Memory Safety Features Impact on Ibex based processor area
By lowRISC
Abstract
Memory safety is a critical concern for modern embedded systems, particularly in security-sensitive applications. This post explores the area impact of adding memory safety extensions to the Ibex RISC-V core, focusing on Physical Memory Protection (PMP) and Capability Hardware Enhanced RISC Instructions for embedded devices (CHERIoT). We synthesise the extended Ibex® cores using a commercial tool targeting the open FreePDK45 process and provide a detailed area breakdown and discussion of the results.
The PMP configuration we consider is one with 16 PMP regions. We find that the extensions increase the core size by 24 thousand gate-equivalent (kGE) for PMP and 33 kGE for CHERIoT. The increase is mainly due to the additional state required to store information about protected memory. While this increase amounts to 42% for PMP and 57% for CHERIoT in Ibex’s area, its effect on the overall system is minimal. In a complete SoC, like the secure microcontroller OpenTitan Earl Grey, where the core represents only a fraction of the total area, the estimated system-wide overhead is 0.6% for PMP and 1% for CHERIoT. Given the security benefits these extensions provide, the area trade-off is well justified, making Ibex a compelling choice for secure embedded applications.
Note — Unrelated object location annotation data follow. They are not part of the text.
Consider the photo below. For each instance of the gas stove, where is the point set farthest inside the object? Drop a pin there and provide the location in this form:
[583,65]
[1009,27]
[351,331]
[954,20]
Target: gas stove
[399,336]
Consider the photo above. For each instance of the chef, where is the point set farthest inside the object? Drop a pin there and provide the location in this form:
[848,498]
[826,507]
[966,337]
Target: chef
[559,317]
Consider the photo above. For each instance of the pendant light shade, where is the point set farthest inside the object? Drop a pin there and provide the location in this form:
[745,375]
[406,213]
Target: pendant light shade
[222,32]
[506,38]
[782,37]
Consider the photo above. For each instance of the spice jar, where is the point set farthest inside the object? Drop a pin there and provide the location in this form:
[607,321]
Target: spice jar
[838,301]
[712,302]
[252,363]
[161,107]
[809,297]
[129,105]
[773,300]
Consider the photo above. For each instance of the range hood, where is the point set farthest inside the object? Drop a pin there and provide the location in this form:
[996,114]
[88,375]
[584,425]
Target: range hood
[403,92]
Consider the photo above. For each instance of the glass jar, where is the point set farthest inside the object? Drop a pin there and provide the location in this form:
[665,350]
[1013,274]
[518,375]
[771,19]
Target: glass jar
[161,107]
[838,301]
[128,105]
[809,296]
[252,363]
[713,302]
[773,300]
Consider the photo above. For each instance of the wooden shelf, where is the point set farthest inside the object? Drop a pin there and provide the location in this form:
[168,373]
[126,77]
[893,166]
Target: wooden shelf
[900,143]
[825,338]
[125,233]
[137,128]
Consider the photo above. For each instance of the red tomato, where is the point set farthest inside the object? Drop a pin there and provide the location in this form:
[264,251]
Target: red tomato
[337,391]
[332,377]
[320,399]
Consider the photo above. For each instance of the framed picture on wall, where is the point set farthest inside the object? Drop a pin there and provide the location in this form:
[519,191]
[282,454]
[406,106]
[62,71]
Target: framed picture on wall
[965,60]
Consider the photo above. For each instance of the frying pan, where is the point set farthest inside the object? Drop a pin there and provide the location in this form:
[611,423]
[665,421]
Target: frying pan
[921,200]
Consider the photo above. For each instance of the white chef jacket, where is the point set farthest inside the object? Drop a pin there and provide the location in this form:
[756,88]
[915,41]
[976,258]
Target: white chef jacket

Memory Safety in Ibex-based Processors
Ibex is a compact, efficient, and open-source RISC-V core developed by lowRISC, designed for low-power and embedded applications. It supports the RV32IMCB instruction set and features a configurable two- or three-stage pipeline, making it well-suited for constrained environments such as microcontrollers and security-focused processors. Ibex is best known as the core of OpenTitan, a security SoC platform equipped with a wide range of security and I/O peripherals, and the world’s first commercial-grade open-source silicon root of trust.
In security domains, memory safety vulnerabilities are a major source of software security issues. Reports from Microsoft and Google indicate that around 70% of security-related bug fixes in Windows and Chrome stem from memory safety errors. Memory-safety vulnerabilities are similarly responsible for insecurity in embedded systems. Exploiting these vulnerabilities allows an attacker to compromise the confidentiality, integrity, and authenticity of data stored and processed by the system.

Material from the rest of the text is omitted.